The concerns surrounding DeepSeek are not limited to security. OpenAI has accused the startup of leveraging its proprietary technology to develop a competing AI model, raising questions about potential intellectual property theft.

If proven, such allegations could set a precedent for future AI-related disputes and impact the AI industry’s competitive landscape.
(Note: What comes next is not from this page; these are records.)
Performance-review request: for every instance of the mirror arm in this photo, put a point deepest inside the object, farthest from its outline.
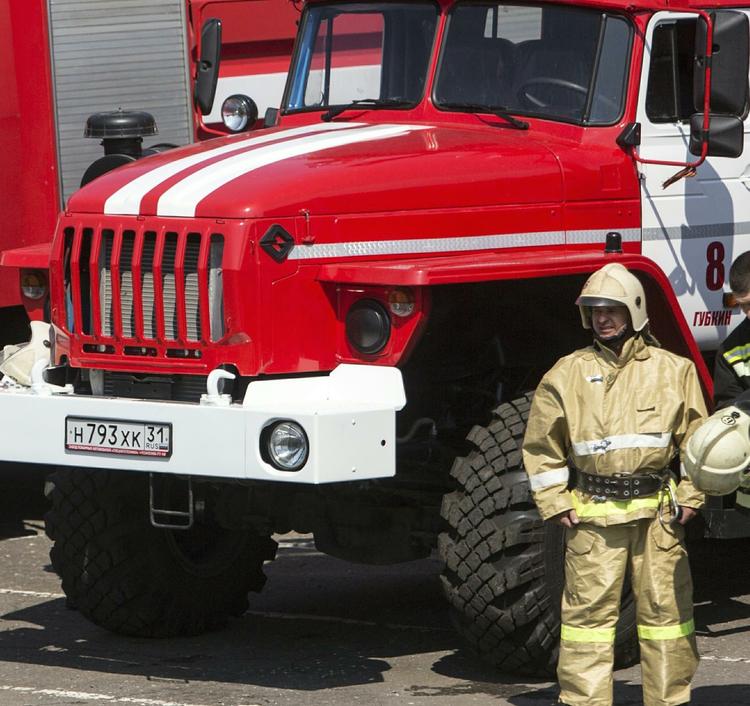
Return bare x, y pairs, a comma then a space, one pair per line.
689, 166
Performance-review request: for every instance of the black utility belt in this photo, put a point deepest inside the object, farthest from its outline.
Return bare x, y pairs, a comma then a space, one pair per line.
621, 487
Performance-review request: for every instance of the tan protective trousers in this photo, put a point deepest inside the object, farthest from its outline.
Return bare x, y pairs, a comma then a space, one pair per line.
596, 562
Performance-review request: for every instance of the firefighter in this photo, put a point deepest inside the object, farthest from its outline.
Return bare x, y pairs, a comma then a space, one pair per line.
732, 364
605, 423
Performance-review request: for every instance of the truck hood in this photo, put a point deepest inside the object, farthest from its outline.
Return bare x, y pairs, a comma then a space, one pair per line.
332, 168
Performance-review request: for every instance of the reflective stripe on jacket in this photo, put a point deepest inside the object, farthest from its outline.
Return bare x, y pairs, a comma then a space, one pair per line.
611, 415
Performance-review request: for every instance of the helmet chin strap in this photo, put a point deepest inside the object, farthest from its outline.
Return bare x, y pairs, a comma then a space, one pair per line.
621, 336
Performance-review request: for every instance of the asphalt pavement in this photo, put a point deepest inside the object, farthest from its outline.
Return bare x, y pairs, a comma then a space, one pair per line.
322, 632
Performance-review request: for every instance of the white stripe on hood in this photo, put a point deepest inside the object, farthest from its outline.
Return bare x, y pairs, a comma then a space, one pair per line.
183, 198
127, 199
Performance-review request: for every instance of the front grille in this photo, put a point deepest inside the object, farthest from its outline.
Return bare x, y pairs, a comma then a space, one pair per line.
144, 285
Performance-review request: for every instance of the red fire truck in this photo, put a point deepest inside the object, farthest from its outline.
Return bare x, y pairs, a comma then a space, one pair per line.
66, 60
333, 325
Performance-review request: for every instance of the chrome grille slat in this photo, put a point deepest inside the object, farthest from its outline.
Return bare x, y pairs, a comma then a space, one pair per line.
127, 308
105, 282
147, 285
195, 284
192, 287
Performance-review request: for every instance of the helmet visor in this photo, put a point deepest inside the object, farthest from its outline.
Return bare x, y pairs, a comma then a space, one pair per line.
585, 300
Navigating AI Adoption in Corporate Finance

As AI adoption accelerates in finance departments, CFOs must balance innovation with risk management. Companies can take several steps to mitigate risks associated with AI tools:

  • Enforce Data Governance Policies: Prohibit employees from inputting sensitive corporate data into public AI models.
  • Assess Vendor Compliance: Conduct due diligence on AI providers to ensure they meet security and regulatory standards.
  • Monitor Emerging Regulations: Stay ahead of evolving laws that may impact AI usage in financial operations.
  • Implement AI Security Training: Educate employees on the risks associated with AI tools and establish internal usage guidelines.

The promise of AI in corporate finance is undeniable, offering efficiencies in forecasting, automation, and decision-making. However, as the DeepSeek case illustrates, rapid adoption without proper safeguards can expose companies to significant risks.